Hi Jut, I looked at this circuit for two days now...anyhow...if KVL is applied then don't we have to take i3 in acoount?
For loop 1 "i1" that 2Ohm resistor is also sahring some of the current of i3 isn't it???
Any suggestions anyone?
Your loop equations do not take into account the loop current I3. The equations are not quite complete. Look at the following and compare to your equations.
For I1:
80-2(I1-I3)-12I1=0
For I2:
80-8(I1+I3)-4I2=0
For I3:
-2I1+2I#+8I3+8I2+4I3=0
Simplify and get:
Equation (1) 80=14(I1) - 2(I3)
Equation (2) 80= 12(I2) + 8(I3)
Equation (3) 0=-2(I1) + 8(I2) + 14(I3)
Add equations (1) and (2) to make equation (4).

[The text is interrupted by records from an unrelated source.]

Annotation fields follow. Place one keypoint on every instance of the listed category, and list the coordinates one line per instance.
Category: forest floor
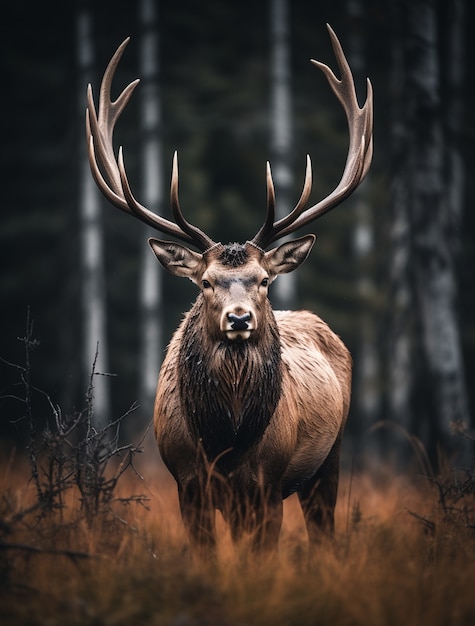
(404, 553)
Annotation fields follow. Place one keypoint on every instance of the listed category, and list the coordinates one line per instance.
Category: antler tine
(266, 228)
(110, 174)
(360, 150)
(198, 236)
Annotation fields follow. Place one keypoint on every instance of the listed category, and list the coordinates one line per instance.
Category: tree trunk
(426, 225)
(284, 290)
(400, 373)
(366, 397)
(93, 281)
(152, 192)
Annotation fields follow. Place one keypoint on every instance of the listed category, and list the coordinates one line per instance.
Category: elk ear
(175, 258)
(288, 256)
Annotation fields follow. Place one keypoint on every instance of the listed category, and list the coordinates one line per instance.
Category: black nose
(239, 322)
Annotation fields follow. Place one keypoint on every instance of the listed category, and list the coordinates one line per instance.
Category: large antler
(360, 152)
(110, 174)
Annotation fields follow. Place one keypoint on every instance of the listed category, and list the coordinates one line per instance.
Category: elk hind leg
(198, 514)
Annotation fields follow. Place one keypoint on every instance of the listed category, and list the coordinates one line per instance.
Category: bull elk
(251, 403)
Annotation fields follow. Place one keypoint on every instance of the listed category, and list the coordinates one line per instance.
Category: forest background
(385, 261)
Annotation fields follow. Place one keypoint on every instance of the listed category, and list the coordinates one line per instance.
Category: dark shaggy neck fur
(229, 390)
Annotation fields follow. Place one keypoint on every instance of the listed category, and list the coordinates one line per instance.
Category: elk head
(233, 278)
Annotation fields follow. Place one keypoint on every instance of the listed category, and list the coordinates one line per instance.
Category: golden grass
(384, 568)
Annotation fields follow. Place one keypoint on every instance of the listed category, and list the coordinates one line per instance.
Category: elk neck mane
(229, 390)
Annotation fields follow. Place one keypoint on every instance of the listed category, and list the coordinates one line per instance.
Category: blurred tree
(284, 290)
(366, 401)
(92, 253)
(427, 385)
(153, 198)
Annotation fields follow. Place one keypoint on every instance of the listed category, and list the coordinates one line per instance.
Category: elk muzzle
(237, 324)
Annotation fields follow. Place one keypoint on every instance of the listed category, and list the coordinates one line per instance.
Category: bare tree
(93, 280)
(366, 393)
(427, 390)
(284, 291)
(152, 192)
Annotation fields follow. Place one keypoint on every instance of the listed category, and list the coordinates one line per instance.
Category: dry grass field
(400, 556)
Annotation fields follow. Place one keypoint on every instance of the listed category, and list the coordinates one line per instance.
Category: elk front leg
(198, 514)
(259, 514)
(318, 497)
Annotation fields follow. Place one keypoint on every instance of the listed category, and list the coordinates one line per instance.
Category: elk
(251, 403)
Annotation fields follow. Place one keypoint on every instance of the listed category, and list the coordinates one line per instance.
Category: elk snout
(237, 323)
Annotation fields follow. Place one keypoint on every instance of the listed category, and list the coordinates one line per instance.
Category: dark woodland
(391, 271)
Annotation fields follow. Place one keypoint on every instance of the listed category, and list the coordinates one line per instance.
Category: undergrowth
(81, 544)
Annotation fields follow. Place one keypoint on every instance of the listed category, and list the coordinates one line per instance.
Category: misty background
(392, 269)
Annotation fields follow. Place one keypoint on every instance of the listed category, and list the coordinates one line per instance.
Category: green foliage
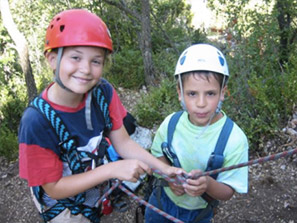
(8, 144)
(126, 72)
(161, 101)
(262, 89)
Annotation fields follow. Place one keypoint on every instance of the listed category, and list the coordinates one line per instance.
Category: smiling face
(202, 93)
(81, 67)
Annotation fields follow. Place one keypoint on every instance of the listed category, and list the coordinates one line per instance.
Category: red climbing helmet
(77, 27)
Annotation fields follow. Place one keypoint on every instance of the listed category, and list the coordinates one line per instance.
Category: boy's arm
(217, 190)
(129, 149)
(68, 186)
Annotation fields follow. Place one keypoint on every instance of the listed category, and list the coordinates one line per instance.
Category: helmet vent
(62, 28)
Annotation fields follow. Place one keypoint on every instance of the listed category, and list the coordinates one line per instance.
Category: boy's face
(201, 96)
(81, 67)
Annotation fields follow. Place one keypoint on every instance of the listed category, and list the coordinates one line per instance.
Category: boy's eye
(97, 62)
(192, 93)
(211, 93)
(75, 58)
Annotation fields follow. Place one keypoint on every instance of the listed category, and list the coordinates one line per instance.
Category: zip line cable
(180, 179)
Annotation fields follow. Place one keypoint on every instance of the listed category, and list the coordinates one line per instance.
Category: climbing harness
(180, 179)
(215, 161)
(73, 157)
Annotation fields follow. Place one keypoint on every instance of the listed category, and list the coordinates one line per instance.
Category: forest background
(257, 37)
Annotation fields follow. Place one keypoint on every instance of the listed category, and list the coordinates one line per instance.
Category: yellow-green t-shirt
(193, 146)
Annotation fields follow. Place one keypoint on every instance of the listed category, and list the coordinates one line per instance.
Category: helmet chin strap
(57, 74)
(218, 109)
(182, 102)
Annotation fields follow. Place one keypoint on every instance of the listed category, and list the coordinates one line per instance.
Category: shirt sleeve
(117, 111)
(38, 164)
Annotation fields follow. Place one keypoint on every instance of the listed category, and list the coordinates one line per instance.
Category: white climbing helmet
(202, 57)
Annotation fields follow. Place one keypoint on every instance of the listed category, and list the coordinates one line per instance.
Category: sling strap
(70, 154)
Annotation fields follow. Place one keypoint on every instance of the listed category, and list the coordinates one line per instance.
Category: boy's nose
(84, 67)
(200, 102)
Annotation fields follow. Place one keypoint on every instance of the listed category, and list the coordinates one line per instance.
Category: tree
(145, 41)
(21, 47)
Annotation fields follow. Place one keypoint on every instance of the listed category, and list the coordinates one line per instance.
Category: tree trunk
(146, 43)
(284, 23)
(21, 47)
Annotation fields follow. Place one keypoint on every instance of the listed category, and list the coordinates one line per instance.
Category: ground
(272, 195)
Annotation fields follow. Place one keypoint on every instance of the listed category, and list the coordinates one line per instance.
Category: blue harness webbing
(72, 156)
(215, 161)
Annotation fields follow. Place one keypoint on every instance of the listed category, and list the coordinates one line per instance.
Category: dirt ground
(272, 195)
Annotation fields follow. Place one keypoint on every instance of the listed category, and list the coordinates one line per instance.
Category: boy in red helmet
(64, 172)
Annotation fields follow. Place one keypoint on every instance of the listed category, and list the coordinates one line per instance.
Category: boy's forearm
(219, 190)
(72, 185)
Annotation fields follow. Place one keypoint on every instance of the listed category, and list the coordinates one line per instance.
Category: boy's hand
(196, 187)
(172, 171)
(129, 170)
(177, 189)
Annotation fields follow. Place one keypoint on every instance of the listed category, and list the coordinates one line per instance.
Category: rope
(180, 179)
(164, 214)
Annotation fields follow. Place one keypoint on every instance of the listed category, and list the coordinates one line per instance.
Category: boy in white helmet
(202, 74)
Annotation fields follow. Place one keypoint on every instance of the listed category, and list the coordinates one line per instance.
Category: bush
(160, 102)
(127, 69)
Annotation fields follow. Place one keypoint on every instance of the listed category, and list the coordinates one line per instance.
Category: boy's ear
(52, 59)
(179, 94)
(223, 93)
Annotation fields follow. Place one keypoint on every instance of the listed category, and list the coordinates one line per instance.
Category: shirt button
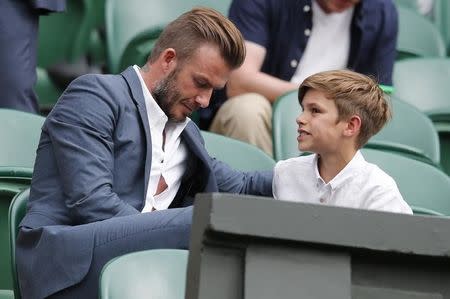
(294, 63)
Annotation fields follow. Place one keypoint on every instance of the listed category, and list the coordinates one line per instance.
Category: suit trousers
(246, 117)
(117, 236)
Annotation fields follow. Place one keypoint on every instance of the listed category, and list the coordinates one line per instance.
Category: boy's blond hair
(354, 94)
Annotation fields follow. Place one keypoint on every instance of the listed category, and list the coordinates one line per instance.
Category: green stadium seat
(422, 185)
(19, 133)
(127, 19)
(158, 274)
(239, 155)
(418, 36)
(424, 83)
(16, 213)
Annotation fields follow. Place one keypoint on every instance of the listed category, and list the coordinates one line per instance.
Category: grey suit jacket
(93, 163)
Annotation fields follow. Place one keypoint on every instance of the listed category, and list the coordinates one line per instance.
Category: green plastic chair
(410, 132)
(418, 36)
(16, 213)
(422, 185)
(19, 132)
(158, 274)
(284, 127)
(424, 83)
(239, 155)
(7, 192)
(127, 19)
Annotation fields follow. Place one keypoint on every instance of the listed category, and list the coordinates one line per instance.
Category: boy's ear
(353, 126)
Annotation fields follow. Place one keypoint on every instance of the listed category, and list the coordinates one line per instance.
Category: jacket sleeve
(81, 128)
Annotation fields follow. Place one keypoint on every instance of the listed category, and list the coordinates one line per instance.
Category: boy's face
(318, 126)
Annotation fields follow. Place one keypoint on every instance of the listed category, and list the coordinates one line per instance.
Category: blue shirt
(280, 26)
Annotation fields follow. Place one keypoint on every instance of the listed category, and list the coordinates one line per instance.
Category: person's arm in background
(252, 18)
(249, 78)
(385, 52)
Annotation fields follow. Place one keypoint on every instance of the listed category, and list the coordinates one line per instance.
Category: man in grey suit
(119, 162)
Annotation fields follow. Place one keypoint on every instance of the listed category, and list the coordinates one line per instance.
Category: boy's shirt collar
(349, 171)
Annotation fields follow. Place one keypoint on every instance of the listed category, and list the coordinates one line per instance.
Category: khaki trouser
(247, 117)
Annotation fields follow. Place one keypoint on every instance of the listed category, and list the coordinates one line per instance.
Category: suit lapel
(138, 98)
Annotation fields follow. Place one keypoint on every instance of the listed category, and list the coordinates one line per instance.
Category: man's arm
(249, 78)
(81, 129)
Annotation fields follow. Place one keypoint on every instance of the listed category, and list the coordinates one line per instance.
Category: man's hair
(201, 26)
(354, 94)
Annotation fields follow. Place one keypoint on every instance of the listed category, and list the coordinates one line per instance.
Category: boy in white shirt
(341, 111)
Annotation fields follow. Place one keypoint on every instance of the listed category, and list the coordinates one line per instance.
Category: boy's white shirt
(360, 185)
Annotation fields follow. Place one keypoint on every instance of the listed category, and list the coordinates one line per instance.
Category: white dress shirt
(328, 45)
(360, 185)
(170, 162)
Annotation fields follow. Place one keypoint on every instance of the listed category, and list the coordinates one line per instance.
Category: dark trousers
(118, 236)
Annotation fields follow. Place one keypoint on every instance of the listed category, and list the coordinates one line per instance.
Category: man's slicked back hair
(201, 26)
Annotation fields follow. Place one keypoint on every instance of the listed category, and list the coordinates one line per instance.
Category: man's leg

Solve Equation 1 for I3 to make equation (5).
Place the results for equation (5) into Equations (3) & (4)
Elimate (I2) by multiplying one of the equations such that the factor in fornt of I2 is equal in magnitude and opposite in sign. Add the equations together to remove I2 and solve for I1 which will equal 5 amps. V then is 5 amps X 4 Ohms = 20 volts.
Hello,
The main problem with your Loop equations is that they are not setup correctly.
You need to include the adjacent loop's affect on the Loop your writing. For Example your Loop 1. should include factor's from not only itself but the affects contributed by loops 2. & 3.
TIP:whenever a loop equation is written first include terms for the primary loop, then include the adjacent's loop's terms.
If you setup your equations properly then you should have no problem solving the corresponding Matrix.